Media reported the return of the sovereign debt problem to Europe


The problem of sovereign debt has returned to Europe for the first time in almost five years amid rising interest rates and the resumption of the excessive deficit procedure. This was reported by Die Presse newspaper on December 29.
It is specified that even during the pandemic the growth of sovereign debt in European countries was not considered important, as interest rates remained low. In addition, the European Commission has imposed a temporary moratorium on the excessive budget deficit procedure since March 2020, which was extended due to the situation in Ukraine.

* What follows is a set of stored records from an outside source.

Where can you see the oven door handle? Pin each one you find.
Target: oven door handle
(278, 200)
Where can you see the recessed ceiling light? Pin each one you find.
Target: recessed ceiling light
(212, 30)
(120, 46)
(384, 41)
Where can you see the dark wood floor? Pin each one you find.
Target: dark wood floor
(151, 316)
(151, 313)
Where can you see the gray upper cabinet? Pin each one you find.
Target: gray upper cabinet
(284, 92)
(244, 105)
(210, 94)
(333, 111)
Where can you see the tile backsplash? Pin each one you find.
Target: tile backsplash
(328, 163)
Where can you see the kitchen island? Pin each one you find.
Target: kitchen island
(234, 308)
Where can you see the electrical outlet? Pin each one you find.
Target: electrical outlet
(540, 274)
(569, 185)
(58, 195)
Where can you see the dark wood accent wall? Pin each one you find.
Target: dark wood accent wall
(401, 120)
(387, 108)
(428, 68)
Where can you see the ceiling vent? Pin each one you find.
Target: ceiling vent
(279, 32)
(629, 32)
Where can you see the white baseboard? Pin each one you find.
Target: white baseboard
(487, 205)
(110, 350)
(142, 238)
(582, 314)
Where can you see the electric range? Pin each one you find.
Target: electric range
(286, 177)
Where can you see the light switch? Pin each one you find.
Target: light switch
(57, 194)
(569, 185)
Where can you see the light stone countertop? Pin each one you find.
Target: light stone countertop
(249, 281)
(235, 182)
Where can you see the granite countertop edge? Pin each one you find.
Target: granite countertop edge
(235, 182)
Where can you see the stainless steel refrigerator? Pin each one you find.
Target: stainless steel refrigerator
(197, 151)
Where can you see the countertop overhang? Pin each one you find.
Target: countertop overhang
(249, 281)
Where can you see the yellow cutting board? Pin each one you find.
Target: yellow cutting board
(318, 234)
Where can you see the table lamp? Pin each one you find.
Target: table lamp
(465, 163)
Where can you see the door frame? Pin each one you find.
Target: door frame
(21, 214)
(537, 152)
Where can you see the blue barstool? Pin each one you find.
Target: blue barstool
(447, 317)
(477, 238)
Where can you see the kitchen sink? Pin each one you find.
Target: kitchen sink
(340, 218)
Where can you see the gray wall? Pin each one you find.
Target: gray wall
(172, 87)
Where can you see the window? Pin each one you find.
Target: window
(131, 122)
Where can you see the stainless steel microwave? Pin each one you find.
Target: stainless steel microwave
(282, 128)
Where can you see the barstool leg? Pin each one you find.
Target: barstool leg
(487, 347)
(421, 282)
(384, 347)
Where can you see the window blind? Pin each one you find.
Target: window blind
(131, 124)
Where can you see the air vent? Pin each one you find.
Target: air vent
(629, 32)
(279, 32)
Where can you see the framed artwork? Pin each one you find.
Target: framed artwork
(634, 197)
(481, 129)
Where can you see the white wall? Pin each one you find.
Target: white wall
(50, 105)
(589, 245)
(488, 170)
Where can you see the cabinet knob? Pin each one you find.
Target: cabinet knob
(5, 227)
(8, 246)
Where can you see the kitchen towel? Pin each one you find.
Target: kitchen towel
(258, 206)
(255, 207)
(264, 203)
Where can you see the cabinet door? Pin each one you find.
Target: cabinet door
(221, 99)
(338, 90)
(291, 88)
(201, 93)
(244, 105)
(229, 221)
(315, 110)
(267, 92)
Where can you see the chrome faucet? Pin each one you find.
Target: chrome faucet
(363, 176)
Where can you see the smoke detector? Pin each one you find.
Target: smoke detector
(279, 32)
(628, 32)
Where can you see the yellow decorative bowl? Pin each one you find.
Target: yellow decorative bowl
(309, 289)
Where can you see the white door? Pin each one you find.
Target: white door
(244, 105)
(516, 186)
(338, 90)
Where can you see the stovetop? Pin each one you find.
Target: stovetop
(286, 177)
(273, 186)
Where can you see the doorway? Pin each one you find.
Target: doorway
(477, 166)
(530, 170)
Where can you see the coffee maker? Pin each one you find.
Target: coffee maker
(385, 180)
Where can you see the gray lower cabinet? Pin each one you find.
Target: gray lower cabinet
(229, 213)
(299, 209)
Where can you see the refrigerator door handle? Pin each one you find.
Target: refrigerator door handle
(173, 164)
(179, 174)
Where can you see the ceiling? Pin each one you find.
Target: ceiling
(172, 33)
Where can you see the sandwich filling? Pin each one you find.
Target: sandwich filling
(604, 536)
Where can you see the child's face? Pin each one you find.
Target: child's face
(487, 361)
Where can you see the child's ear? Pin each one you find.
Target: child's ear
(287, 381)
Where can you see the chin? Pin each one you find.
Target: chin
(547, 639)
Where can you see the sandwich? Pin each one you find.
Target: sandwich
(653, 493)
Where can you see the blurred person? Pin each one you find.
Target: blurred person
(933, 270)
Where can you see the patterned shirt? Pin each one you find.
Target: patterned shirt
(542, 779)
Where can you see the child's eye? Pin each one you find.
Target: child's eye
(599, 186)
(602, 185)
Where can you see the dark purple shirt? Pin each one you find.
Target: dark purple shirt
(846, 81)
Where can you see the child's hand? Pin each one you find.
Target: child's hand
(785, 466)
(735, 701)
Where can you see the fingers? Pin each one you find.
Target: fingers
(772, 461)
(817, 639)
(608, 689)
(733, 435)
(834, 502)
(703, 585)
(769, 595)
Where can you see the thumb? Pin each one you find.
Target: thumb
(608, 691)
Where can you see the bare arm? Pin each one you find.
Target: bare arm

Now the deficit procedure has been resumed, interest rates have risen significantly, and low interest rate bonds in Europe are set to expire in 2025.
According to the article, France is particularly concerned about this issue, which, with the region's second largest economy, has a combination of rising debt and political instability that has emerged amid French leader Emmanuel Macron's announcement.
"So public debt becomes a problem again. And it is unlikely to disappear in the near future," the newspaper summarizes.
Earlier, on December 27, US Treasury Secretary Janet Yellen said that the US will return to a fixed government debt ceiling in January. She also warned that after America reaches the debt ceiling in the period from January 14 to 23, the country's Ministry of Finance will be forced to take emergency measures to avoid a possible default.
Before that, November 15, it became known that the U.S. national debt for the first time reached a record $36 trillion. The debt figure rose by $1 trillion in three and a half months. It reached $35 trillion on July 29 of this year.
On November 5, newly elected U.S. President Donald Trump said that he would order to pay off the national debt with cryptocurrency. The American politician noted that cryptocurrency has a "great future".
Specialists of the International Monetary Fund (IMF) called the growth of the US state debt a threat to the world economy. Thus, by 2032, the country's national debt may exceed 140% of GDP. The IMF urged American politicians to carefully consider raising indirect taxes and a gradual increase in income tax.